日々の手鏡に | 人として生きる上で大切なこと 「こころのものさし」

日々の手鏡に

 

              御 教 歌

 

         わりのよい ことをするのを とくすると

 

          おもふはそれが 損のたねなり

 

 

 楽をして得する考えは、損の種まきとなることを仰せいただいた御教歌です。

 

同じ種を蒔くのであれば、善い種を蒔きたいものです。

 

ところが、人の心の中に、自分が楽をして利欲をむさぼろうとする心も存在しているのも確かなことです。

 

俗に言う「漁夫の利」で、人と人の狭間を縫って、骨を折らず楽々と利益をむさぼろうとする生き方です。

 

そのような「わりのよい」生き方をしていきますと、心に悪い種を下している事となり、やがては匂いのきつい、人からも嫌がられる芽が出てくるようになります。

 

御指南に


「まきたる善因(ぜんいん)のはえぬといひ、まける悪因(あくいん)もはなるとおもへるが物の道理もしらぬどちが、無理にしひて好むままに物をいひて他の難儀をかへりみず。」  

「善いことをしても悪いことをしても、その報いなどくる筈がないと思い込み、他人の難儀を顧みず、したい放題していると必ず因果の報いが自分に返ってくるのである。」
 
このようにありますから、「わりのよい」生き方だけはしないよう心掛けていきたいものです。

 

更に

 
「心すなほなる人あれば、眼前の境界にては損も多き様なれど、その徳つもれば必ず顕はる。
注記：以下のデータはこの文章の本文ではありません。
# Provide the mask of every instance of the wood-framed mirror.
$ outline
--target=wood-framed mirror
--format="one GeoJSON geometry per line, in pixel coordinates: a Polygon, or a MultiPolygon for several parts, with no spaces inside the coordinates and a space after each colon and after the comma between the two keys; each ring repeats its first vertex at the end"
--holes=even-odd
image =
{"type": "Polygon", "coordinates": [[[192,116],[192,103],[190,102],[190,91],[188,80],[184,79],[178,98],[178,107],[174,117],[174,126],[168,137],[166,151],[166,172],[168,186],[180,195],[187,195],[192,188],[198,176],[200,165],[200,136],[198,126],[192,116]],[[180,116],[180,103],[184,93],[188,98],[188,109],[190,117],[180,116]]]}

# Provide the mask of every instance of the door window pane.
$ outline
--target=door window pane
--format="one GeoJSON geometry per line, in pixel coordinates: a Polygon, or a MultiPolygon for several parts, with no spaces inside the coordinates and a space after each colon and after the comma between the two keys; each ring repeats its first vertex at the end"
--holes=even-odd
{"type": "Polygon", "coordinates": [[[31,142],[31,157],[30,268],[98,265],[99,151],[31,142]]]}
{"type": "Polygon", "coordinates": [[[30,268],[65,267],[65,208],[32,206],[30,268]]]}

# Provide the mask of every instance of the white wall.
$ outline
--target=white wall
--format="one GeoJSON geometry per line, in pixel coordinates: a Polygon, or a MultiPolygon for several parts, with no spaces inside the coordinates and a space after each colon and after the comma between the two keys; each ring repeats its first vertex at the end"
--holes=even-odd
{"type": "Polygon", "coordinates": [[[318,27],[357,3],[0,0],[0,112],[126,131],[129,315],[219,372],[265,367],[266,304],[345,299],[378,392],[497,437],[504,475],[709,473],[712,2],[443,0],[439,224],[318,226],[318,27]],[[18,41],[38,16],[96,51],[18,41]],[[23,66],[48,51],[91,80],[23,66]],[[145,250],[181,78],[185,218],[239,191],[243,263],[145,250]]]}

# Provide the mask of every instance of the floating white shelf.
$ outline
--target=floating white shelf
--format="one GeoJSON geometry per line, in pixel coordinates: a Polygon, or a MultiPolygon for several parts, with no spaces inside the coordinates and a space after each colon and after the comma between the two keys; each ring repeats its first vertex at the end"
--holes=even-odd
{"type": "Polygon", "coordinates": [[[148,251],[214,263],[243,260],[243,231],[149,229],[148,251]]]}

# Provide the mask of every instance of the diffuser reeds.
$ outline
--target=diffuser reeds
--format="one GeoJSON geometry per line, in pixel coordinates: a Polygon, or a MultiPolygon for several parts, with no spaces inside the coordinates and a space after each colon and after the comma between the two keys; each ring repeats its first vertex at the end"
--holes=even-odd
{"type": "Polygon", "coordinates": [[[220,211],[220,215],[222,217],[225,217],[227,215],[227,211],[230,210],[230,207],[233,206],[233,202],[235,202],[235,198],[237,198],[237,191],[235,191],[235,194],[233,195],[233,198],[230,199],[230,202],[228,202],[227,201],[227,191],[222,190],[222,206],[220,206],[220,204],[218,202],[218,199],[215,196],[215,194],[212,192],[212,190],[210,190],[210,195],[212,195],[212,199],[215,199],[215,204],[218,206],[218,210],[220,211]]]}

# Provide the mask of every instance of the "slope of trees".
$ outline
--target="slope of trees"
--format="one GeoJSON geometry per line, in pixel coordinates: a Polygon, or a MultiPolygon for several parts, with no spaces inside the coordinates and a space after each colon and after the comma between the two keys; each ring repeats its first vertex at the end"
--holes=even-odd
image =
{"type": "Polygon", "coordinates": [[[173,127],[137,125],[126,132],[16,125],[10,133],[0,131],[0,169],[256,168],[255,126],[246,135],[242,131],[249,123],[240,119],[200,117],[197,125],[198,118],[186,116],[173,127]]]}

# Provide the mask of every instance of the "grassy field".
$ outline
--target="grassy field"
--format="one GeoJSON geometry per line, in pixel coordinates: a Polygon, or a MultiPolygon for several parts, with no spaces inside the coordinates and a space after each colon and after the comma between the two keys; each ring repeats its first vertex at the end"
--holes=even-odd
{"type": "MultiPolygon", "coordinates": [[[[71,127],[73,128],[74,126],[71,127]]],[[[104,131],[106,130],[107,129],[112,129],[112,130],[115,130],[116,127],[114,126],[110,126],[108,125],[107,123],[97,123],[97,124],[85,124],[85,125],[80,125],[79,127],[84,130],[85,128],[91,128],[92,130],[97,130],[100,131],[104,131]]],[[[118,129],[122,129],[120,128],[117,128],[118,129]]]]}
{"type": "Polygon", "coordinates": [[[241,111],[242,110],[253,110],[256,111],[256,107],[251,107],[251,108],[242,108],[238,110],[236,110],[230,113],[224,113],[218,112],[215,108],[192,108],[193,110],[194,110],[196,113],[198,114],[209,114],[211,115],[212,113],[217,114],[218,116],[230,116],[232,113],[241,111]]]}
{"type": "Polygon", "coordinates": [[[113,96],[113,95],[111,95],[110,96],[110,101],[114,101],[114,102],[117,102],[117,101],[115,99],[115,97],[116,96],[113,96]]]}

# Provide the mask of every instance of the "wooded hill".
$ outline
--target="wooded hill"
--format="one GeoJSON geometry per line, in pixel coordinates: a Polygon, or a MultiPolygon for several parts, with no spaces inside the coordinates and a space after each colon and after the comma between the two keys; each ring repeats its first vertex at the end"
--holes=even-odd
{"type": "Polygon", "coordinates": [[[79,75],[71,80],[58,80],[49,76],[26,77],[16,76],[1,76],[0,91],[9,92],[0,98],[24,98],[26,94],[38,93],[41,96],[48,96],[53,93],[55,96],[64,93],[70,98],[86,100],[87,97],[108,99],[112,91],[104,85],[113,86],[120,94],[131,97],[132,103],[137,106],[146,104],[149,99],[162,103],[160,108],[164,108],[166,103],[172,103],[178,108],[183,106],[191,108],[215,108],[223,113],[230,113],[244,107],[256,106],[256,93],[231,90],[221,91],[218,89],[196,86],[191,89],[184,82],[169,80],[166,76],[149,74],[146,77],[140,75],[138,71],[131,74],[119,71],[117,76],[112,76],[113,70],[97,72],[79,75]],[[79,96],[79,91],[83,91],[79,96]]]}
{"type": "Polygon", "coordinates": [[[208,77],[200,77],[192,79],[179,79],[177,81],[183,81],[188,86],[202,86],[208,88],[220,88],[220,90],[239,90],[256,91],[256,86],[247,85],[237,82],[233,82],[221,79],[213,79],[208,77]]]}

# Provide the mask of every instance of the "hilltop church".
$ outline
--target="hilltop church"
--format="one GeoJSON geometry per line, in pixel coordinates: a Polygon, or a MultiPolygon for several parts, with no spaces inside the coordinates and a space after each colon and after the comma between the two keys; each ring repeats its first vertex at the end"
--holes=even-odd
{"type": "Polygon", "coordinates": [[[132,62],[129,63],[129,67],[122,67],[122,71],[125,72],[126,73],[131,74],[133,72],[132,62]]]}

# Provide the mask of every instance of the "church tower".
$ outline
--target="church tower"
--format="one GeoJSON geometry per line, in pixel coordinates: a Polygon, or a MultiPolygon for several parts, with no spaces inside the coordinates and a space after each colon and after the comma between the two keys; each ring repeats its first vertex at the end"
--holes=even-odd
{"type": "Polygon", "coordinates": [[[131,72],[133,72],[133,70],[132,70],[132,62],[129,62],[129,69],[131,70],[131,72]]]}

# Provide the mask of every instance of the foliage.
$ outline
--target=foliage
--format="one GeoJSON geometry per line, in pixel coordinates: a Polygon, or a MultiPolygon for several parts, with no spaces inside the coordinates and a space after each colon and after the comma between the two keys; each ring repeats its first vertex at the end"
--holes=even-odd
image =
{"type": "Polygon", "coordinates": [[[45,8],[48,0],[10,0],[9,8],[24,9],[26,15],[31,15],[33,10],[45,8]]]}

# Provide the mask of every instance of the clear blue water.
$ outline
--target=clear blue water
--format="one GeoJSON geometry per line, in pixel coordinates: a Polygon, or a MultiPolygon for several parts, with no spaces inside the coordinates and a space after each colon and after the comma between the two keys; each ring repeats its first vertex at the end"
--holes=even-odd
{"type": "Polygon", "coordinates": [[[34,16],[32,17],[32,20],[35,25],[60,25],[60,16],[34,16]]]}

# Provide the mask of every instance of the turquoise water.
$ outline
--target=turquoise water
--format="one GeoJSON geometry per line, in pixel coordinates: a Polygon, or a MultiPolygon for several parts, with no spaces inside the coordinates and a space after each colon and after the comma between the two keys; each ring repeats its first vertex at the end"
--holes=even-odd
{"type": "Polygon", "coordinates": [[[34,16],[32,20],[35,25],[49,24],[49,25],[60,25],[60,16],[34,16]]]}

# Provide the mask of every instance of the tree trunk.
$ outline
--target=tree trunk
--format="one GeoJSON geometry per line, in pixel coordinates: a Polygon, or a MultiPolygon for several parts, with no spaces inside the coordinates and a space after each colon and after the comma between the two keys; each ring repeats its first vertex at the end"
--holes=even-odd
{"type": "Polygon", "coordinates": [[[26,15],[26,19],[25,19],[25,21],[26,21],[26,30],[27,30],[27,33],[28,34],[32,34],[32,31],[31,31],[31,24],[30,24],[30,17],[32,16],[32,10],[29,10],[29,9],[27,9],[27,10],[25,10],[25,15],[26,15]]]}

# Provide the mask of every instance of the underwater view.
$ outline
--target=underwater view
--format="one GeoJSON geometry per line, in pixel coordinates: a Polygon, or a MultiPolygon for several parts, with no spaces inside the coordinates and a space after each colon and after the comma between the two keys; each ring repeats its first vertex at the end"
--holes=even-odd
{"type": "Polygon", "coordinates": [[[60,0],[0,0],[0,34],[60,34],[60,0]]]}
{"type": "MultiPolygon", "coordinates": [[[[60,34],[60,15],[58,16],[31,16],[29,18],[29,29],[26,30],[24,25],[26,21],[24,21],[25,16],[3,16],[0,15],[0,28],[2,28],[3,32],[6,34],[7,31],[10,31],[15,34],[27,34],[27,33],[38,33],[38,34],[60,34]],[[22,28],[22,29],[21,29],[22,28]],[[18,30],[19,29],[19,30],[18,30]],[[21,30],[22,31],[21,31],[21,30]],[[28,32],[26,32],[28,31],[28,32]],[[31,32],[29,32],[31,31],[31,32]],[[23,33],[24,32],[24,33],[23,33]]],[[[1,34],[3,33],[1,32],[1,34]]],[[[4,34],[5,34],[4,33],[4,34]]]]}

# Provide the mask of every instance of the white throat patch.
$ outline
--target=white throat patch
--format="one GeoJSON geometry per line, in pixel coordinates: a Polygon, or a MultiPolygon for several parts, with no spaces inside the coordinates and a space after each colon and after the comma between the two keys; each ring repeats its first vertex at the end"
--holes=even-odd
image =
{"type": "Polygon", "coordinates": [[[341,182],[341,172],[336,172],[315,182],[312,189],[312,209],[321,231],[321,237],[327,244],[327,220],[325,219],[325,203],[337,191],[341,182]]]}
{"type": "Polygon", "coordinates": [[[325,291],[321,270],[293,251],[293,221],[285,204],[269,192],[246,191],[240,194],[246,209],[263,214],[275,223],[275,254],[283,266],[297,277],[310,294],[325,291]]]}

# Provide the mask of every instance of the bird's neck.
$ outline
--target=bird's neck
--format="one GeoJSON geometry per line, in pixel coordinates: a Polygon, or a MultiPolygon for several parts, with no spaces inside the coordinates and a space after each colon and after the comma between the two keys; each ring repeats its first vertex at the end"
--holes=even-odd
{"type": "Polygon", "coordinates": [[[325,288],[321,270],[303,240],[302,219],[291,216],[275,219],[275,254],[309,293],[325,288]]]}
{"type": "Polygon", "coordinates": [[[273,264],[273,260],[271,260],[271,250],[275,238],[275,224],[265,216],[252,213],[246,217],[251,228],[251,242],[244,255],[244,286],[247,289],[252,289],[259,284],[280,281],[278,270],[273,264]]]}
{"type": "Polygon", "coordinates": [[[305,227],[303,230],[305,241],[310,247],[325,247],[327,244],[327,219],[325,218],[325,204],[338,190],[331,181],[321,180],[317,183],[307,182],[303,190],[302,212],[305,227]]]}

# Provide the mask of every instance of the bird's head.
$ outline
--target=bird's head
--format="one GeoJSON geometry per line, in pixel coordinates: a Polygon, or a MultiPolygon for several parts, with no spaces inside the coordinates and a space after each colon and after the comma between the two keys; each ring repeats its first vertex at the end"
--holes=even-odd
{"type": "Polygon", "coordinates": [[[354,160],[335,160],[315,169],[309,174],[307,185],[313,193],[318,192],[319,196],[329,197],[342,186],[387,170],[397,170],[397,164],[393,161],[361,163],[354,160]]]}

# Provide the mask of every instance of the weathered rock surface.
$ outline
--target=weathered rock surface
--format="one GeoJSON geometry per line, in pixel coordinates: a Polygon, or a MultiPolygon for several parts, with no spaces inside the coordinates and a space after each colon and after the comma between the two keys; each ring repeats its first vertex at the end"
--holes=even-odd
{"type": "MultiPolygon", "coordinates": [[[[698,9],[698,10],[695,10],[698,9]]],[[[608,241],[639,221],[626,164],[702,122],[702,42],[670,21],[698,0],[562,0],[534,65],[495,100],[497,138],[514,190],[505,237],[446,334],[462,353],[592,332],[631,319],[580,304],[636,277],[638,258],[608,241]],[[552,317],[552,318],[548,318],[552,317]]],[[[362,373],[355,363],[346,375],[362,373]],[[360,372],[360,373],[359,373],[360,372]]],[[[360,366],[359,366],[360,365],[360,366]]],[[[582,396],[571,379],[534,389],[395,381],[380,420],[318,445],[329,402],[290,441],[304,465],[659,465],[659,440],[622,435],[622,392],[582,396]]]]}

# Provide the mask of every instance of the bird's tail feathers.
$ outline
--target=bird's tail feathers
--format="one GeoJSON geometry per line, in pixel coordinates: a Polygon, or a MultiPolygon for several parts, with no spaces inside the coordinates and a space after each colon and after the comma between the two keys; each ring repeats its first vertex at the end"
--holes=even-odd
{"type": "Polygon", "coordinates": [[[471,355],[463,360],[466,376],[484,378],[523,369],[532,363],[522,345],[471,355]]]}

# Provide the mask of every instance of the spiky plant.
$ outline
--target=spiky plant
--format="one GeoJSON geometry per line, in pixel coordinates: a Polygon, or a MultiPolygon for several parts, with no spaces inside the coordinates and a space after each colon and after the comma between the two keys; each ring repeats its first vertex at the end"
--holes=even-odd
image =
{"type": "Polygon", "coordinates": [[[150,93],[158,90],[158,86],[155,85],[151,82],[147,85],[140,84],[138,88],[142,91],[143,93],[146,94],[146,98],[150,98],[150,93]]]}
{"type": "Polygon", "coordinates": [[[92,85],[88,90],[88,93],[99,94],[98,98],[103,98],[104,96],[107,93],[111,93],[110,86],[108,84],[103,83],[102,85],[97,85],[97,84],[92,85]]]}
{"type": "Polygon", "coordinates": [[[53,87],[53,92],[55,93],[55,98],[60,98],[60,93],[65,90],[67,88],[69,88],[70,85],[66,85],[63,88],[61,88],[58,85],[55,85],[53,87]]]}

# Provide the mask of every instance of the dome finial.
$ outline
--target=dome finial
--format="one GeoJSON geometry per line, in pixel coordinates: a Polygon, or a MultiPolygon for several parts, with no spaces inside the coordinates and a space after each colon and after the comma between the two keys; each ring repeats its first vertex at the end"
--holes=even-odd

若しこの理なくば雲ありて雨ふらず、風ふきて物を散らさず、火を握りてあつからぬ世にもなるべし。いまだしからず。」 

「心を素直・正直に、真っ直ぐに生きていけば、目先の事では損が多いように見えるが、徳が積もれば必ず顕われてくるものである。
もしこの道理がなければ、雲があって雨が降らず、風が吹いても物を散らさず、火を握っても熱くない世の中になっていくのだろうが、そのようなことが無いところを見ると、実に因果は厳然として存在するのである。」

 

このようにお示しで、素直正直に生きていった方がどれだけ得なことか分かりません。

 

「俄(にわか)もうけには俄のかげがさし、地道(じみち)の事には地道のかげがさす。されば、時のいたるをまちて・・・云々。」

 

この教えを日々の生活において「手鏡」にしていきたいものです。